The support from the UK-aid funded UK’s Emergency Medical Team (UK EMT) follows an urgent request for British expertise from the Samoan government and the Australian Medical Assistance Team (AusMAT), who have spent the last two weeks tackling the outbreak.
Over 2,900 people in Samoa have so far been infected, and 39 people, including 35 children under four have died. A further 250 new cases were recorded in the last 24 hours.
Measles is a highly contagious virus that can spread to others through coughing and sneezing.

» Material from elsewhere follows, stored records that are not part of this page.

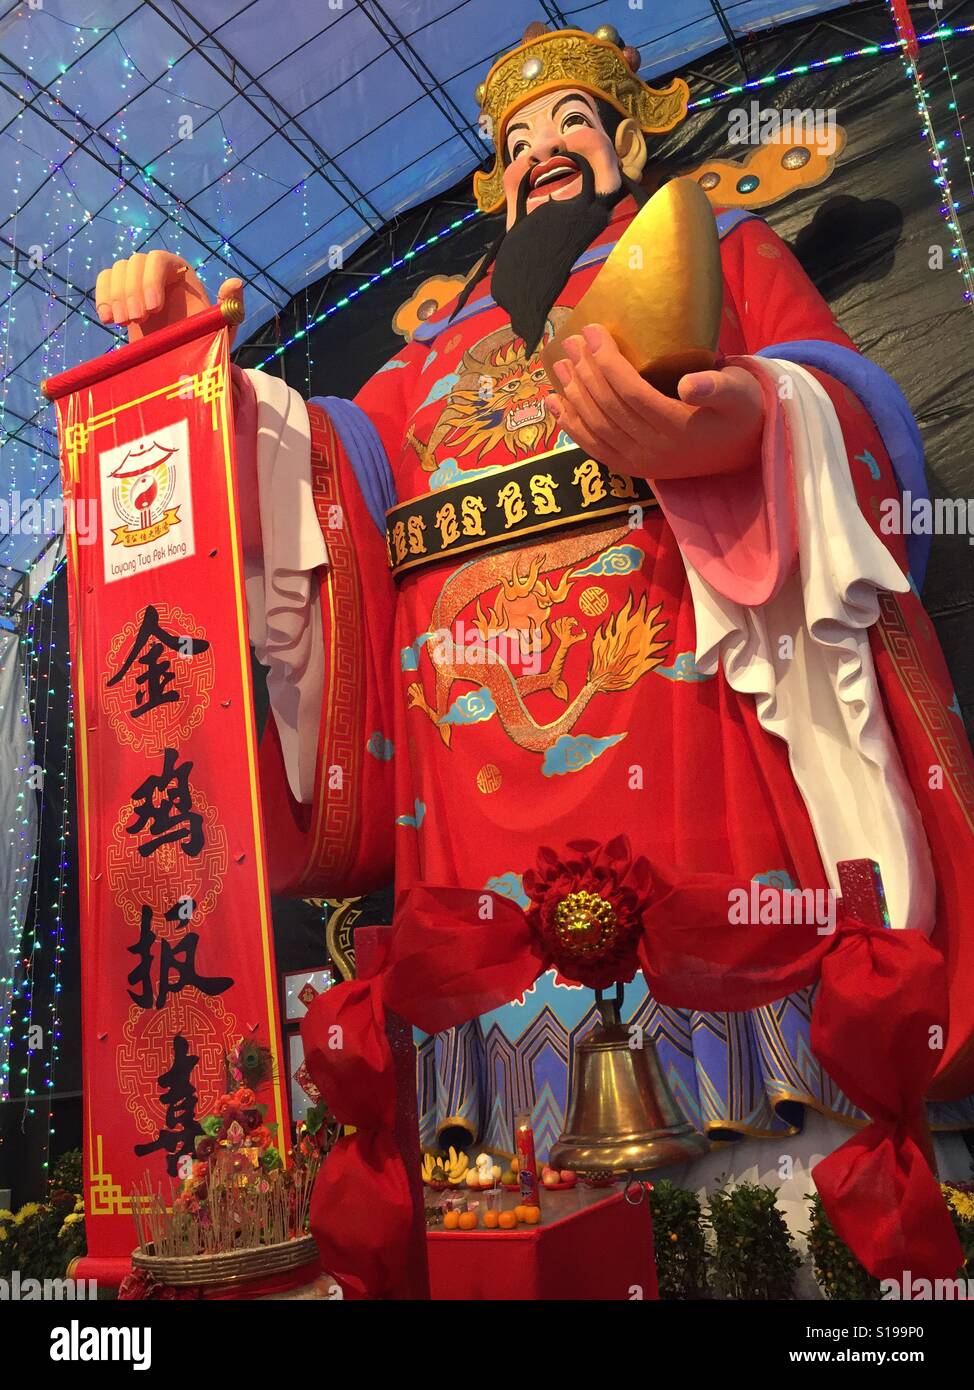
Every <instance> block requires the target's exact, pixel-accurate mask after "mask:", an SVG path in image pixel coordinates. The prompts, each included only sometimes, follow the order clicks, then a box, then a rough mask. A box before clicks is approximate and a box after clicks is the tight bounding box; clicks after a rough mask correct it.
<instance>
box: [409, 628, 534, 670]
mask: <svg viewBox="0 0 974 1390" xmlns="http://www.w3.org/2000/svg"><path fill="white" fill-rule="evenodd" d="M550 641H552V638H550V637H549V635H547V634H546V632H545V630H543V628H540V627H517V628H514V627H513V628H507V630H493V628H490V630H485V631H484V632H481V631H479V630H478V628H472V627H464V624H463V623H457V624H456V627H454V628H453V631H450V630H449V628H446V627H440V628H436V630H435V631H432V632H431V634H429V656H431V659H432V663H434V666H497V664H503V666H511V664H517V666H518V667H520V670H521V671H522V673H524V674H525V676H538V674H540V663H542V653H543V651H545V648H546V646H547V645H549V644H550Z"/></svg>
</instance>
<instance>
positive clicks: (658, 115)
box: [474, 22, 689, 213]
mask: <svg viewBox="0 0 974 1390" xmlns="http://www.w3.org/2000/svg"><path fill="white" fill-rule="evenodd" d="M638 67H639V53H638V50H636V49H631V47H624V46H622V40H621V39H620V36H618V33H617V32H616V29H614V28H613V26H611V25H602V28H599V29H596V32H595V33H585V32H584V31H582V29H556V31H553V32H549V31H546V29H545V26H543V25H542V24H539V22H538V24H529V25H528V28H527V31H525V35H524V39H522V42H521V43H520V44H518V47H517V49H511V51H510V53H506V54H504V56H503V57H500V58H497V61H496V63H495V65H493V67H492V68H490V71H489V72H488V75H486V78H485V79H484V82H481V85H479V86H478V88H477V100H478V101H479V104H481V121H482V122H484V124H485V126H486V129H488V132H489V133H490V138H492V139H493V145H495V152H496V153H495V163H493V168H492V170H490V172H489V174H482V172H479V171H478V172H477V174H474V192H475V195H477V204H478V207H479V208H481V211H482V213H492V211H495V210H496V208H497V207H500V204H502V203H503V200H504V183H503V181H504V164H503V158H502V150H503V147H504V136H506V133H507V122H509V120H510V118H511V115H513V114H514V111H517V108H518V107H521V106H524V103H525V101H527V100H529V99H534V97H538V96H543V95H545V93H546V92H553V90H556V89H557V88H564V86H575V88H578V89H579V90H582V92H588V93H591V95H592V96H595V97H602V100H603V101H609V103H610V106H614V107H616V110H617V111H618V113H620V114H621V115H628V117H632V120H634V121H636V122H638V124H639V125H641V126H642V129H643V131H645V132H646V133H661V132H663V131H671V129H672V128H674V125H678V124H679V121H682V120H684V117H685V115H686V107H688V103H689V88H688V86H686V83H685V82H684V79H682V78H674V79H672V82H671V83H670V86H666V88H652V86H647V85H646V83H645V82H643V81H642V79H641V78H639V76H636V70H638Z"/></svg>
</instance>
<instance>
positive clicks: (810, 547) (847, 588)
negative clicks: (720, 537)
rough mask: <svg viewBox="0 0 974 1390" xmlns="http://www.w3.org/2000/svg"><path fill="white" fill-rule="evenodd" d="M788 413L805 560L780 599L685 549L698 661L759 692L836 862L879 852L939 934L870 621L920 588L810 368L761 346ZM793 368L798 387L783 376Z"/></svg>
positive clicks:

Each case can infect many other people and complications can lead to pneumonia, severe diarrhoea and encephalitis or inflammation of the brain.
The UK medics will focus on helping patients recover from these complications.
Over the past few years, childhood immunisation rates including measles has dropped significantly in Samoa making the country highly vulnerable to outbreaks. The majority of measles cases diagnosed in Samoa have been children and 90% of all deaths so far are of children under the age of five.
International Development Secretary Alok Sharma said:
“This deadly measles outbreak is having a devastating impact on the people of Samoa, particularly children, who urgently need our help.”
“The UK is stepping up to do all we can to prevent the further loss of life.”
The UK team’s work to treat Samoan children is part of a wider international push by UK aid to stop premature deaths, including through vaccinating against preventable diseases.
DFID supports various organisations that work to strengthen global health including the World Health Organisation, UNICEF and Gavi, an international vaccine alliance, who are hosting a replenishment summit in the UK next year.
The UK team flew out from Manchester Airport today and are expected to arrive in Samoa on Sunday, where they will embed with AusMAT, initially for two weeks.
Their work will begin in the main hospital in Samoa’s capital Apia on Monday morning.
UK-Med CEO David Wightwick said:
“Our mission is that people affected by disease outbreaks, conflict or natural disasters around the world receive the best quality emergency healthcare. Alongside our partners Humanity & Inclusion we’re pleased to be able to support our AUSMAT and Samoan healthcare colleagues who have been working tirelessly to save lives and alleviate suffering.
“We’re grateful that our team of dedicated
clinicians are able to provide expert and specialist care to
those affected by the measles outbreak in Samoa with funding
from UK Aid from the British people”.